The memo recalls a previous Bank of America memo in 2021, which it says warned of “very strong momentum in the labor market, suggesting the economy would not just hit but blow through full employment. Fast forward to today, and these trends have been worse than expected.”
The memo is an uncanny demonstration that the economist Adam Smith was right when he described the politics of inflation in his famed 1776 work, “The Wealth of Nations.”
“High profits tend much more to raise the price of work than high wages,” Smith argued. “Our merchants and master-manufacturers complain much of the bad effects of high wages in raising the price. … They say nothing concerning the bad effects of high profits. They are silent with regard to the pernicious effects of their own gains. They complain only of those of other people.”
Thus, exactly as Smith would have predicted, Bank of America complains loudly about the bad effects of high wages in raising prices, but appears to be silent about the pernicious effects of high profits.
This is especially remarkable given the role that corporate profits have played in the recent increase in inflation. After-tax corporate profits stood at 8.1 percent of the economy at the beginning of 2020 but have since shot up to as high as 11.8 percent of the GDP. In an economy the size of the U.S., that equals an increase of more than $700 billion in profits per year. These higher corporate profits have been the cause of over 50 percent of recent price increases.

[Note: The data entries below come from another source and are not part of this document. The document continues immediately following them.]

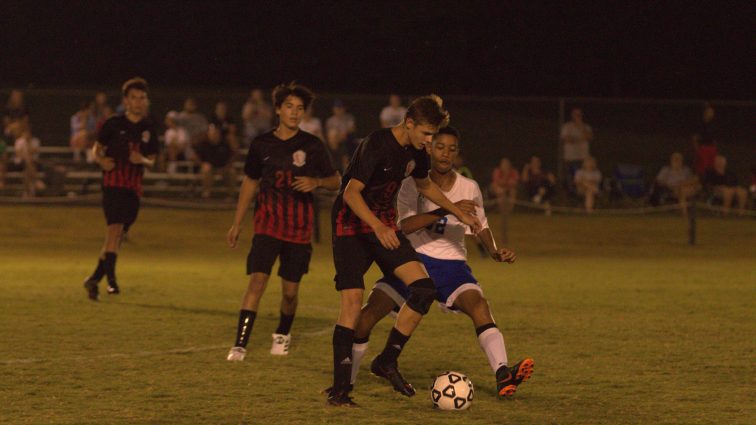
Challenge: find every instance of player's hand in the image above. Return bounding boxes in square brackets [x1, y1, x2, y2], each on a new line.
[457, 214, 483, 235]
[99, 156, 115, 171]
[454, 199, 477, 215]
[373, 224, 399, 250]
[129, 151, 144, 165]
[291, 176, 319, 192]
[226, 224, 241, 248]
[491, 248, 517, 264]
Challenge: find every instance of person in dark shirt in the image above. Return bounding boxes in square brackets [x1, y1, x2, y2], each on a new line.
[84, 77, 158, 301]
[226, 83, 341, 361]
[197, 124, 236, 198]
[327, 95, 480, 407]
[705, 155, 748, 215]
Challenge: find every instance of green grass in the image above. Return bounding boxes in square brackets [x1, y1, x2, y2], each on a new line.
[0, 206, 756, 424]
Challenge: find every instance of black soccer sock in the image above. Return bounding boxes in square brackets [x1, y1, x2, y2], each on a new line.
[379, 328, 409, 363]
[276, 312, 294, 335]
[333, 325, 354, 393]
[88, 258, 105, 282]
[103, 252, 117, 283]
[234, 310, 257, 347]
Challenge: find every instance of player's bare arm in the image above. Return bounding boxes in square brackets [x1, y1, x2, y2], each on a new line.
[291, 172, 341, 192]
[344, 178, 399, 249]
[226, 176, 259, 248]
[415, 177, 481, 234]
[399, 199, 475, 235]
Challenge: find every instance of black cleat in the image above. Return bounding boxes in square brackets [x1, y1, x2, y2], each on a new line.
[370, 356, 415, 397]
[84, 279, 100, 301]
[496, 359, 534, 397]
[328, 391, 360, 407]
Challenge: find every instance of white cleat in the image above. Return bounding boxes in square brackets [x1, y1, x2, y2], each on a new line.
[270, 334, 291, 356]
[226, 347, 247, 362]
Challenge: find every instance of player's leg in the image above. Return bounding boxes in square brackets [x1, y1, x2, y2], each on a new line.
[452, 285, 534, 396]
[350, 277, 404, 385]
[226, 234, 281, 361]
[328, 236, 373, 406]
[270, 242, 312, 355]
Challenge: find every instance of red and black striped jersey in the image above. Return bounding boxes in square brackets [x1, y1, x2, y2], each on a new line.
[97, 115, 158, 196]
[244, 130, 336, 243]
[331, 128, 430, 236]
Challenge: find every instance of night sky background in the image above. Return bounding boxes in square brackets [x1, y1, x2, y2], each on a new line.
[0, 0, 756, 99]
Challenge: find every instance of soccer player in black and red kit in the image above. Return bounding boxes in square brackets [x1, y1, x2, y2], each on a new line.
[328, 95, 480, 407]
[84, 77, 158, 301]
[227, 83, 341, 361]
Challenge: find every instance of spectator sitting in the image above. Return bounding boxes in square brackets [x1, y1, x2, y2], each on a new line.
[491, 158, 520, 213]
[575, 156, 601, 214]
[693, 103, 717, 178]
[522, 155, 556, 209]
[176, 97, 207, 147]
[454, 153, 475, 180]
[380, 94, 407, 128]
[326, 99, 357, 155]
[706, 155, 748, 215]
[3, 89, 29, 138]
[12, 125, 45, 198]
[299, 104, 323, 140]
[69, 102, 92, 162]
[242, 89, 273, 145]
[196, 124, 236, 198]
[559, 108, 593, 178]
[164, 111, 192, 174]
[210, 101, 239, 152]
[656, 152, 700, 215]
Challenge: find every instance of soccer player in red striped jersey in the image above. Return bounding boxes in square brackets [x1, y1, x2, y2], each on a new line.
[227, 83, 341, 361]
[84, 77, 158, 301]
[328, 95, 480, 407]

Instead, the memo is focused on the enticing prospect of the Federal Reserve raising interest rates, slowing the economy, and bludgeoning workers back into line.
The perspective of working Americans would, generally, be exactly the opposite. For most of us, it’s fantastic to have lots of jobs available, with employers competing for you. A tight labor market is wonderful. Wage pressures are great. From this viewpoint, the key issue right now would be how to lower inflation while keeping employment and worker power high. Such a tack would include full-bore attempts to lessen supply chain issues and reduce the pricing power of big corporations.
Most interesting of all is that in Bank of America’s enthusiasm for the Fed going on the attack against working people, it gets the basic facts wrong: Wage pressures have turned out not to be, as its memo claims, “hard to reverse.”
“If you did see continually accelerating wage-growth, it would be a problem,” Dean Baker, senior economist at the Center for Economic and Policy Research, a liberal Washington, D.C., think tank, told The Intercept in an email. “That would almost certainly mean a wage-price spiral with ever higher inflation. However, [nominal] wage growth has slowed sharply from around a 6.0 percent annual rate to just over 4.0 percent in recent months. … So, [Bank of America wants] the Fed to raise rates (and unemployment) to attack a problem (accelerating wage growth) that doesn’t exist in the world.”
The memo therefore tells us what we suspected all along: The most powerful economic actors in the U.S. — entities like Bank of America and its clients — do not like working people to have power. But it’s nice to have it in their own words. Harris, the author, was not available for comment.
Update: July 29, 2022, 4:20 p.m. ET
This article has been updated to reflect that portions of the memo had been written about previously.